Author: prijutme4ty (Ilya Vorontsov)
Status: Open
Priority: Normal
Assignee: 
Category: 
Target version: 


=begin
I propose to expand default behaviour of === operator in the following way:
Objects have additional instance method Object#reverse_comparison?(other) which is false by default in all basic classes.
Each class that overrides Object#===(other) should check whether reverse_comparison? is true or false
If it is false, behavior is not changed at all.
If it is true, comparison is delegated to === method of an argument with self as an argument. 

This technique can help in constructing RSpec-style matchers for case statement. Example:

  # usual method call
  arr = %w[cat dog rat bat]
  puts arr.end_with?(%w[dog bat])   # ==> false
  puts arr.end_with?(%w[rat bat])   # ==> true
  puts arr.end_with?(%w[bat])       # ==> true
  
  # predicate-style case
  case %w[cat dog rat bat].end_with?
  when %w[dog bat]
    puts '..., dog, bat'
  when %w[rat bat]
    puts '..., rat, bat'
  when %w[bat]
    puts '..., bat'
  else
    puts 'smth else'
  end
  # ==> ..., rat, bat

Code needed to run this is not very complex:
  class Object
    def reverse_comparison?(other)
      false
    end
    alias_method :'old===', :'==='
    def ===(other)
      (other.reverse_comparison?(self) ? (other.send 'old===',self) : (self.send 'old===',other))
    end
  end

  class Predicate
    def initialize(&block)
      @block = block
    end
    def reverse_comparison?(other)
      true
    end
    def ===(*args)
      @block.call(*args)
    end
  end

  class Array
    alias_method :'old===', :'==='
    def ===(other)
      other.reverse_comparison?(self) ? (other.send('===',self)) : (self.send('old===',other))
    end

    def end_with?(expected_elements = nil)
      return last(expected_elements.size) == expected_elements  if expected_elements
      Predicate.new{|suffix| last(suffix.size) == suffix }
    end
  end

This technique looks powerful and beautiful for me. One detail is that obj#reverse_comparison? can distinguish different types of arguments and returns true only for certain types of given object. Also this can be used to prevent double-mirroring (as shown below)
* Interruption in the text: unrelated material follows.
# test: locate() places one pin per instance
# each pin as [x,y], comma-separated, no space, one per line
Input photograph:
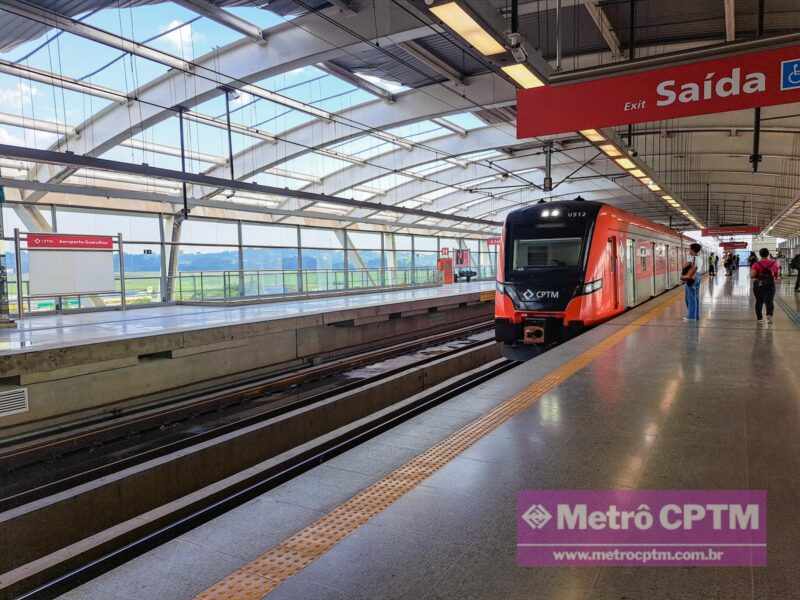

The problem is that many base classes already defined custom === operator, so each of those classes (Fixnum, Float, String, Regexp, Range etc) should be redefined in such a way to make a solution full-fledged.
Another problem is case that both objects defined reverse_comparison? to return true. In my solution Predicate#=== just ignores result of revese_comparison? which is not consistent.
Another possible way is to raise errors on double mirroring:
  def reverse_comparison?(other)
    raise 'double mirroring'  if @__mirroring_started
    @__mirroring_started = true
    return true  unless other.reverse_comparison?(self)
    false
  ensure
    remove_instance_variable :@__mirroring_started
  end

My proposal is to add reverse_comparison? method and change base classes operator === to use its result as shown above. May be it's worth also to make a class analogous to Predicate in stdlib.